When the laser pulse propagates in the medium, the pulse strength envelope, the pump rate, and the particle number density of three levels are changed, as demonstrated in Figure 4. Figure 4a shows that pulse intensities are decreased in relation to pulse propagate process due to the interaction between the field and the medium, and the energy of the field are transferred into molecules. In addition, as shown in the figure, more energy is transferred for 3-DCDBA than that for 2-DCDBA during pulse propagates, which results from the substituent position. Figure 4b displays the pump rate of the TPA process for the molecules with a pulse intensity of 6 × 10⁸ W/cm² at z = 0.24 mm.
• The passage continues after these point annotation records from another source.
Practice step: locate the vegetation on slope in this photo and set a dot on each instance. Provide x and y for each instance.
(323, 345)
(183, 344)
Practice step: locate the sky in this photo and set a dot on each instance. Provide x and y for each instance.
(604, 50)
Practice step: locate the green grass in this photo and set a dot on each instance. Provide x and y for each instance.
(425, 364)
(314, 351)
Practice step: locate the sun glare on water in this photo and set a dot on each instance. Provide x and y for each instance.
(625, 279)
It is shown that the TPA rate of 3-DCDBA is much larger than that of 2-DCDBA, indicating that 2-DCDBA needs more time to become excited to a higher state. Figure 4c shows that most of the molecules are excited to the OPA state S₁, while the TPA state S₂ is almost unpopulated. This phenomenon is understandable: the lifetime of state S₂ is on the picosecond scale, and populations on state S₂ will decay rapidly back to the state S₁.

The curves of output fluence versus input fluence for both mediums at different propagation distances and particle number densities are shown in Figure 5. One can see that input fluence significantly decrease with the increase in propagation distances and particle number densities. It is obvious that, with the increase in the medium length and particle number densities, more energy of the field is absorbed due to the interaction between the field and the medium. This suggests that the OL performance is more apparent for longer propagation distance and larger particle number densities, leading to an enhancement in the OL abilities. Consistent with previous conclusions, the OL performance of 3-DCDBA is much stronger than that of 2-DCDBA.
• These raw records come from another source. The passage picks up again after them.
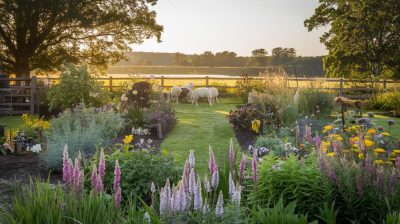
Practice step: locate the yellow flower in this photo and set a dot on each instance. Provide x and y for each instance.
(379, 150)
(331, 154)
(128, 139)
(368, 143)
(255, 125)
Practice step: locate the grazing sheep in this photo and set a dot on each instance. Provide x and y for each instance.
(190, 86)
(214, 94)
(202, 93)
(175, 92)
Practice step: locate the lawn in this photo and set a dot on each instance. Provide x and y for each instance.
(197, 128)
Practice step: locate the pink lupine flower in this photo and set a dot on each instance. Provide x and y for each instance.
(102, 165)
(232, 188)
(65, 164)
(242, 166)
(192, 160)
(219, 209)
(93, 178)
(231, 156)
(215, 179)
(255, 166)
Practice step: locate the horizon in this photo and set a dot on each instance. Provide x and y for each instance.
(193, 27)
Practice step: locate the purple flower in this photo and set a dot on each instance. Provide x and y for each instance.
(219, 209)
(231, 156)
(254, 166)
(242, 166)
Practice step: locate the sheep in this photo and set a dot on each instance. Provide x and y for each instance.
(190, 86)
(202, 93)
(175, 92)
(214, 94)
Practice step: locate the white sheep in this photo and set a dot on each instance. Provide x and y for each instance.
(175, 92)
(202, 93)
(214, 94)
Based on the input–output peak intensity relation, we obtained dynamical TPA cross sections of 2-DCDBA and 3-DCDBA at propagation distances of 0.12 mm and 0.24 mm, as shown in

Table 2. The values of linear absorption coefficient α (10³ m/W), the TPA coefficient β (nm/W), dynamical TPA cross section σ_tp (10⁵ GM), and the static TPA cross section (GM) of 2-DCDBA and 3-DCDBA at different propagation distances.

Molecule	z	α	β0	σtp	σSTPA
2-DCDBA	0.12 mm	1.98	0.40	1.23	366
	0.24 mm	1.04	0.81	2.48
3-DCDBA	0.12 mm	4.09	0.89	2.72	396
	0.24 mm	2.22	1.92	5.90

. Calculation results show that the values of the TPA coefficient β and the dynamical TPA cross section σ_tp for both molecules increase with the increase in propagation distances, and the TPA cross section of 3-DCDBA is larger than the 2-DCDBA at different propagation distances. Therefore, the values of the TPA cross section depend crucially on the thickness of the medium. Compared with the static TPA cross sections of 2-DCDBA and 3-DCDBA, which are 356 GM (1 GM = 10⁻⁵⁰ cm⁴s/photon) and 396 GM, respectively, the dynamical TPA cross sections are two orders of magnitude larger. This is because the dynamical TPA cross section has taken the two-step TPA process into consideration, while the static TPA cross section only includes the contribution of the one-step TPA. In the case of both static and dynamical conclusions, 3-DCDBA has a larger TPA cross section compared with 2-DCDBA, showing that the nonlinear absorption performance of 3-DCDBA is better than that of 2-DCDBA due to the different position of the substituent group.

4. Conclusions

Dynamical analysis of optical limiting and TPA activities of two dibenzylideneacetone derivatives 2-DCDBA and 3-DCDBA were studied using the dynamical nonlinear absorption theory of nanosecond laser pulses. Our numerical results show that electronic structures, transition dipole moments, HOMO–LUMO energy gaps, and pump rates are influenced by the position of the substituent group, and 3-DCDBA, with the position of the substituent group at the meta position, has preferable nonlinear absorption properties, with a change in propagation distance and particle number density of the medium. This indicates that TPA and OL properties of the molecules depend crucially on the substituent positions of the terminal group, and subtle manipulation on the molecule can affect the nonlinear optical properties of the medium. Our theoretical results explain that the difference in nonlinear optical properties for the isomers and provide insight on the design of organic molecules with good TPA properties.